Throughout September 2017, in conjunction with National Suicide Prevention Month, our CFYM posts dealt with various aspects of suicide prevention: the National Action Alliance for Suicide Prevention’s 2012 National Strategy for Suicide Prevention (NSSP); the American Foundation for Suicide Prevention’s policy agenda related to suicide prevention at both the federal and state levels; a suicide attempt survivor’s personal experience of sharing her own story to help both those struggling with suicidal ideation and peers at elevated risk for suicidal ideation and attempts; and efforts directed at young people, primarily in academic settings. These posts all present thoughtful, collaborative approaches to suicide prevention and offer practical, hopeful calls to action for everyone’s participation in suicide prevention efforts: as supporters, clinicians, educators, and/or advocates.
While suicide prevention was our special focus last month, we recognize with urgent despair that suicide is an all-too-real consequence for people who experience mental health conditions, including depression and bipolar disorder.

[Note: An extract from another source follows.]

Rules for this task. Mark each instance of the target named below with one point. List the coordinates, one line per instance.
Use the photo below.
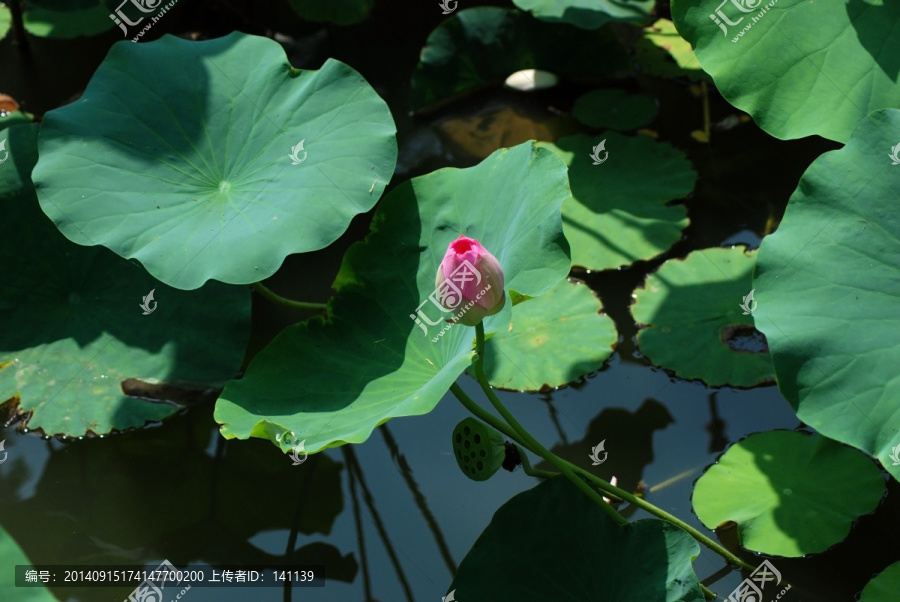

Accordingly, we must focus on prevention not only in September, but throughout the year—and for as long as people are still suffering, and dying, due to the severity of their experiences with mental health symptoms.
Indeed, in response to these literal life-and-death stakes, and in recognition of a staggering 24% increase in suicides since 1999, the Substance Abuse and Mental Health Services Administration (SAMHSA)—which has always responded to suicide as an urgent and tragic public health issue—recently convened several action-oriented meetings among mental health and suicide prevention experts to address the need for enhanced and increased suicide prevention strategies. The Depression and Bipolar Support Alliance (DBSA) was honored and proud to be part of one such session: the Tuesday, August 22, 2017 convening on Bipolar Disorder and Suicide Prevention. This day-long working meeting brought together leaders from government, academia, advocacy, science, and medicine:
- Priscilla Clark, Dr. Anita Everett, Savannah Kalman, Dr. Richard McKeon, Dr. Lisa Rubenstein – SAMHSA;
- Chad Daversa, Dr. Ayal Schaffer – International Society for Bipolar Disorders (ISBD);
- Allen Doederlein – DBSA;
- Heidi Kar – Suicide Prevention Resource Center;
- Tina Goldstein – University of Pittsburg;
- Ira Katz – United States Veterans Administration (VA);
- Eric Murphy – National Institutes of Mental Health (NIMH);
- Andrew Nierenberg – Harvard Medical School and Massachusetts General Hospital;
- Mort Silverman – Suicide Prevention Resource Center;
- Paul Surgenor – National Alliance on Mental Illness (NAMI);
- Anna Van Meter – University of North Carolina; and
- Lauren Weinstock – Brown University.
The key topics for the Bipolar Disorder and Suicide Prevention meeting were
- Government suicide prevention efforts and priorities (SAMHSA, NIMH, VA)
- ISBD Suicide Prevention Task Force review of findings
- Bipolar and suicidality research review
- Early identification and prevention strategies (clinical and community settings)
- Clinical management of individuals with bipolar disorders and suicidal ideation/attempts
Presentations and discussions about these topics were crystalized into recommendations for policy, practice, and research. These are now being refined by a working group that will ensure the recommendations are targeted to the areas of greatest risk and need, and that they are actionable.
As we’ve seen from the past month’s intensive look at suicide prevention, it is a complex endeavor that involves numerous interlocking healthcare, community, education, policy, and social issues. Yet the reduction and—we can hope with our whole hearts—elimination of suicide as a growing public health crisis will take much the same foundation that CFYM has shown since its inception is required for the improvement of mental health outcomes. We need a healthcare environment that allows for access to services when people need them, where they need them, and how they need to receive them. We need to create safe spaces—in clinics and hospitals and health care professionals’ offices, yes; but also in schools, workplaces, homes, community centers, and places of worship; and within traditional, online, and social media—where people are empowered to share their struggles openly and can rest assured of a response that is compassionate, collaborative, consistent, and continued for as long as it is needed.